0

I have created a database using sqlite3 in python that has thousands of tables. Each of these tables contains thousands of rows and ten columns. One of the columns is the date and time of an event: it is a string that is formatted as YYYY-mm-dd HH:MM:SS, which I have defined to be the primary key for each table. Every so often, I collect some new data (hundreds of rows) for each of these tables. Each new dataset is pulled from a server and loaded in directly as a pandas data frame or is stored as a CSV file. The new data contains the same ten columns as my original data. I need to update the tables in my database using this new data in the following way:

  1. Given a table in my database, for each row in the new dataset, if the date and time of the row matches the date and time of an existing row in my database, update the remaining columns of that row using the values in the new dataset.
  2. If the date and time does not yet exist, create a new row and insert it to my database.

Below are my questions:

  1. I've done some searching on Google and it looks like I should be using the UPSERT (merge) functionality of sqlite but I can't seem to find any examples showing how to use it. Is there an actual UPSERT command, and if so, could someone please provide an example (preferably with sqlite3 in Python) or point me to a helpful resource?
  2. Also, is there a way to do this in bulk so that I can UPSERT each new dataset into my database without having to go row by row? (I found this link, which suggests that it is possible, but I'm new to using databases and am not sure how to actually run the UPSERT command.)
  3. Can UPSERT also be performed directly using pandas.DataFrame.to_sql?
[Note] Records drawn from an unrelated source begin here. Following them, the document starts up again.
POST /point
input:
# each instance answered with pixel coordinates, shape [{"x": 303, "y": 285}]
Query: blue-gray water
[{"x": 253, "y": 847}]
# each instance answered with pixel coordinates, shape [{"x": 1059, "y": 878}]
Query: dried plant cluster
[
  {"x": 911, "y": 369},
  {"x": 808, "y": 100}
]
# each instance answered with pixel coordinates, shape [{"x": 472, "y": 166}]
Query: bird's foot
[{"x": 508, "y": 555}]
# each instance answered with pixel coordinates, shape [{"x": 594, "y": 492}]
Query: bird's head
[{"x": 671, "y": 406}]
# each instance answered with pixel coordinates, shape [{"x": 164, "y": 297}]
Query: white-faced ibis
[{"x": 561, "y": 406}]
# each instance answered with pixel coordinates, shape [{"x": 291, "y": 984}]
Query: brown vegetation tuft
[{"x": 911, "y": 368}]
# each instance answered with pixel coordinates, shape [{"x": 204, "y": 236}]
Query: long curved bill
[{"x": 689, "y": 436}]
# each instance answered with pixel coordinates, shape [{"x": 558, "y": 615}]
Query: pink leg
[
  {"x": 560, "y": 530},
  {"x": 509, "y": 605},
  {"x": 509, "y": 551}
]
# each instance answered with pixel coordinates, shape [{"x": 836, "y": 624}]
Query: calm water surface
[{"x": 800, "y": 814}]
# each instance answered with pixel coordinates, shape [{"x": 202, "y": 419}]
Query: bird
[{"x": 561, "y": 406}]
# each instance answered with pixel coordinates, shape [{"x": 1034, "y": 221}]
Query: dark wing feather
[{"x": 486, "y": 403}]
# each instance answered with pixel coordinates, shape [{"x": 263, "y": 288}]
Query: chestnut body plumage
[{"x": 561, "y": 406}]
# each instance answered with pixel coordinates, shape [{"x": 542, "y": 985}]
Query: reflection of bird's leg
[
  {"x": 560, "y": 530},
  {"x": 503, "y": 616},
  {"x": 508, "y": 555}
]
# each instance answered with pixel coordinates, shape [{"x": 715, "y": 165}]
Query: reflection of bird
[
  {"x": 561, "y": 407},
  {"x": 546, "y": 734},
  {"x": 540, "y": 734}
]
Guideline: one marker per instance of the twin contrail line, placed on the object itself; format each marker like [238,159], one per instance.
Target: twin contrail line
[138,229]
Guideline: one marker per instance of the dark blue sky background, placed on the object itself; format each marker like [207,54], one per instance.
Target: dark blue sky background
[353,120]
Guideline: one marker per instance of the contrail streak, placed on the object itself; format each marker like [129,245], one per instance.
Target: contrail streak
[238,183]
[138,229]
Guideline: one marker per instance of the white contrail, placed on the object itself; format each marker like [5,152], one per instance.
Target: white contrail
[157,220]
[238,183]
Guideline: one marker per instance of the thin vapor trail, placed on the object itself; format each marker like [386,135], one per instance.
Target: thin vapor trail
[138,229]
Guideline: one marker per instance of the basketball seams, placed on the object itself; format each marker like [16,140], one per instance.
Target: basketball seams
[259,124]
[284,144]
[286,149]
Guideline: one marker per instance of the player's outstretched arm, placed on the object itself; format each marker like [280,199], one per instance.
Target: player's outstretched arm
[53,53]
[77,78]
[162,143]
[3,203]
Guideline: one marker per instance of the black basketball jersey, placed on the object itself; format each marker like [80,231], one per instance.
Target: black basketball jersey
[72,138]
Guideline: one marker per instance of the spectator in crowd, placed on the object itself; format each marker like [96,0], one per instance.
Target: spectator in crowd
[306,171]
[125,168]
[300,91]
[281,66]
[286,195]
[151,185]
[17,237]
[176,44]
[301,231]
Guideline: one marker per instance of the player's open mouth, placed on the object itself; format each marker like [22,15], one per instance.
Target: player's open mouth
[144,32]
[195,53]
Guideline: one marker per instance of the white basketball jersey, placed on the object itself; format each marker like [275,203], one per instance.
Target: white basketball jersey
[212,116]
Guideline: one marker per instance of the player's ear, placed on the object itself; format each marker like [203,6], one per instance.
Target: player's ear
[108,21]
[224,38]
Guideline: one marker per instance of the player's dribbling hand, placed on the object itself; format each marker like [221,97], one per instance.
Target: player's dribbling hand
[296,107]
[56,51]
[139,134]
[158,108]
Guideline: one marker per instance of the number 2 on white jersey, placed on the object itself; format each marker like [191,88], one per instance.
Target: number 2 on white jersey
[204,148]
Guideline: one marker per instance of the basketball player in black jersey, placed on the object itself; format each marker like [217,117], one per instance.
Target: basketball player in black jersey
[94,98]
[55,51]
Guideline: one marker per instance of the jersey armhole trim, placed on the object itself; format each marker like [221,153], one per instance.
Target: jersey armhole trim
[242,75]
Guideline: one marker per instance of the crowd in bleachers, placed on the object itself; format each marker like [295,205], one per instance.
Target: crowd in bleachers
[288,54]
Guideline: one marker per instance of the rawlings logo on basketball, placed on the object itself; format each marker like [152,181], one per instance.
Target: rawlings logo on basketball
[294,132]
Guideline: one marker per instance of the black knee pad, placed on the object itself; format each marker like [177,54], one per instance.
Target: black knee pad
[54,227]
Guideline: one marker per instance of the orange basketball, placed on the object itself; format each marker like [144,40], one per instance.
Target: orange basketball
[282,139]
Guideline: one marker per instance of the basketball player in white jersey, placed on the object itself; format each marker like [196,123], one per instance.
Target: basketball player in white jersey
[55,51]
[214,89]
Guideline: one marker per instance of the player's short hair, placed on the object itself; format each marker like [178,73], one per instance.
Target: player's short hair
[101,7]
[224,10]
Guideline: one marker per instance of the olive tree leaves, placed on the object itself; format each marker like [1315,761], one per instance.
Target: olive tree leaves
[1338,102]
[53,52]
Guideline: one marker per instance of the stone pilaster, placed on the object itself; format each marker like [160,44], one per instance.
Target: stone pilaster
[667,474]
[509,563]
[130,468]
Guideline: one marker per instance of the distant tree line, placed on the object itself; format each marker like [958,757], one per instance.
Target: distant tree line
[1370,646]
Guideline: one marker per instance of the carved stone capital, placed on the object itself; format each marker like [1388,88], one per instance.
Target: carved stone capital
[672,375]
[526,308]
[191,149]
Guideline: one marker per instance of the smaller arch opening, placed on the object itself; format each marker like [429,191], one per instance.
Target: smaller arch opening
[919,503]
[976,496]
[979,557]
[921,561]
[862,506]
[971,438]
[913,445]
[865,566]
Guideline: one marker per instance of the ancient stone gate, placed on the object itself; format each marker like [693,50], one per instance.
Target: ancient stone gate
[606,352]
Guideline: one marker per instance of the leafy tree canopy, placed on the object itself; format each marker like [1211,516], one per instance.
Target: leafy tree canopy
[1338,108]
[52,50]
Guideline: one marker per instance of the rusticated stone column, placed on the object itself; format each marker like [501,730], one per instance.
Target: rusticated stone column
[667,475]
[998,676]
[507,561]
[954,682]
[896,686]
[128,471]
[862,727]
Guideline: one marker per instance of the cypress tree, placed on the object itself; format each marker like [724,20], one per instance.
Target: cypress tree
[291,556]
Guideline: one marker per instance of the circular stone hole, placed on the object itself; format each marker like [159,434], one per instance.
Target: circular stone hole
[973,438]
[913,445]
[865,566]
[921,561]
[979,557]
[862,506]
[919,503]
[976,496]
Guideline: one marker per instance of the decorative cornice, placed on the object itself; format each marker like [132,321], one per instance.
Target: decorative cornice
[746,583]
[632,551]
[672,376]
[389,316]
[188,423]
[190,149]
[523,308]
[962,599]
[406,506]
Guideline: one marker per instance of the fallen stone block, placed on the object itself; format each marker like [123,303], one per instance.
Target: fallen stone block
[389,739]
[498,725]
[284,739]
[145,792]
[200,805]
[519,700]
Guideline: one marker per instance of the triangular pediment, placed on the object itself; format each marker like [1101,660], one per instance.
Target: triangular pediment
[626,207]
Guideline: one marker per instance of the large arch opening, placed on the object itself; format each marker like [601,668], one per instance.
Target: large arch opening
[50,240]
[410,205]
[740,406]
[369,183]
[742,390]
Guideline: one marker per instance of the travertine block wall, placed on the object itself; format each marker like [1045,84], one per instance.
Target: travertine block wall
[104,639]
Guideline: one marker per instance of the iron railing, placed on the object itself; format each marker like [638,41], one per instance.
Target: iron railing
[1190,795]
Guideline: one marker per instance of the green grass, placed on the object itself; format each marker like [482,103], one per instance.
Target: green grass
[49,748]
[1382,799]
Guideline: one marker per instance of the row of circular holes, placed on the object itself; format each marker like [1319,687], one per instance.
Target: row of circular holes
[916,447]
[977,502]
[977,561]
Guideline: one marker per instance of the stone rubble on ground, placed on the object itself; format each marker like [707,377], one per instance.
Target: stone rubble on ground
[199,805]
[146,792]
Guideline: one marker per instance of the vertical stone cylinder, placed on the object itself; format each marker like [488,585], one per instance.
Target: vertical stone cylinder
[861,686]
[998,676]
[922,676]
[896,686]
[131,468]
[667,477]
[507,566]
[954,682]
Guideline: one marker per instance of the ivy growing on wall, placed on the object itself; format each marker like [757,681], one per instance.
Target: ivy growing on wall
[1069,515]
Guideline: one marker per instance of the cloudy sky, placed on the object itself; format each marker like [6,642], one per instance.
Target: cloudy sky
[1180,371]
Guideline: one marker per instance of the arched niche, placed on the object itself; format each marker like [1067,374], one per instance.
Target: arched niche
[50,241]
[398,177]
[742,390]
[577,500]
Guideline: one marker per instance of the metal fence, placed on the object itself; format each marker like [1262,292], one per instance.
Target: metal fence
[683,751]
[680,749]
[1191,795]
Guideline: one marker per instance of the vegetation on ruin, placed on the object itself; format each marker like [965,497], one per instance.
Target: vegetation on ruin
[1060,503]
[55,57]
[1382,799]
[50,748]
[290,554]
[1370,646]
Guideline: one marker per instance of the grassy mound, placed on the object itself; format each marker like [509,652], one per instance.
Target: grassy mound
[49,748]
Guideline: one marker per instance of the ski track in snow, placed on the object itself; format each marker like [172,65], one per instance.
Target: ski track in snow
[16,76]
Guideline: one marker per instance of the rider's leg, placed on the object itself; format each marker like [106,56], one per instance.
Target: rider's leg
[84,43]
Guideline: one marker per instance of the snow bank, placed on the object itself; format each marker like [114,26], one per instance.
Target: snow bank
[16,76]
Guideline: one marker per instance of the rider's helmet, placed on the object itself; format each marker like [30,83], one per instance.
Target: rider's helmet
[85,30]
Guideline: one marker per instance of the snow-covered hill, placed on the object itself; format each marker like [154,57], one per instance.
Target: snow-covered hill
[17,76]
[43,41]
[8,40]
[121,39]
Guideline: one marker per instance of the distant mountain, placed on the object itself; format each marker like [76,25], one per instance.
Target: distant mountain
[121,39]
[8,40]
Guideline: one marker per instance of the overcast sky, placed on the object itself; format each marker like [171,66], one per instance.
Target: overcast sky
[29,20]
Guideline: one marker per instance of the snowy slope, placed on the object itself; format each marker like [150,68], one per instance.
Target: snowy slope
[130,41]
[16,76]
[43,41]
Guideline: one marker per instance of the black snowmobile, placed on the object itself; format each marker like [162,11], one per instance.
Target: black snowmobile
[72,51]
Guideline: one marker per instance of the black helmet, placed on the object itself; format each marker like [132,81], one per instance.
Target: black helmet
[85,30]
My backup solution is loading in the table to be UPSERTed using pd.read_sql_query("SELECT * from table", con), performing pandas.DataFrame.merge, deleting the said table from the database, and then adding in the updated table to the database using pd.DataFrame.to_sql (but this would be inefficient).

Vivek Subramanian
  • 934
  • 1
  • 13
  • 23
  • Does this answer your question? [SQLite - UPSERT \*not\* INSERT or REPLACE](https://stackoverflow.com/questions/418898/sqlite-upsert-not-insert-or-replace) – sophros Feb 14 '20 at 06:16
  • There are examples in the documentation you linked to... – Shawn Feb 14 '20 at 09:12
  • @sophros, I don't think the question you linked answers my question because (1) I'm still curious about whether there is an explicit `upsert` / `merge` command I should be using and (2) the answer shows an iterative solution but I'm looking for a way to do `upsert` in bulk. – Vivek Subramanian Feb 14 '20 at 14:07
  • @Shawn, the documentation doesn't feature a specific call to an `upsert` command. Is this something that you just implement as they have done with an `insert` and `on conflict` clause? – Vivek Subramanian Feb 14 '20 at 14:07
  • 1
    There's no actual statement called upsert.... – Shawn Feb 14 '20 at 16:59

2 Answers2

2

Instead of going through upsert command, why don't you create your own algorithim that will find values and replace them if date & time is found, else it will insert new row. Check out my code, i wrote for you. Let me know if you are still confused. You can even do that for hundereds of tables just by replacing table name in algorithim with some variable and changing it for the whole list of your table names.

import sqlite3
import pandas as pd

csv_data = pd.read_csv("my_CSV_file.csv")           # Your CSV Data Path

def manual_upsert():                          
    con = sqlite3.connect(connection_str)
    cur = con.cursor()
    cur.execute("SELECT * FROM my_CSV_data")        # Viewing Data from Column
    data = cur.fetchall()

    old_data_list = []                          # Collection of All Dates already in Database table.
    for line in data:
        old_data_list.append(line[0])           # I suppose you Date Column is on 0 Index.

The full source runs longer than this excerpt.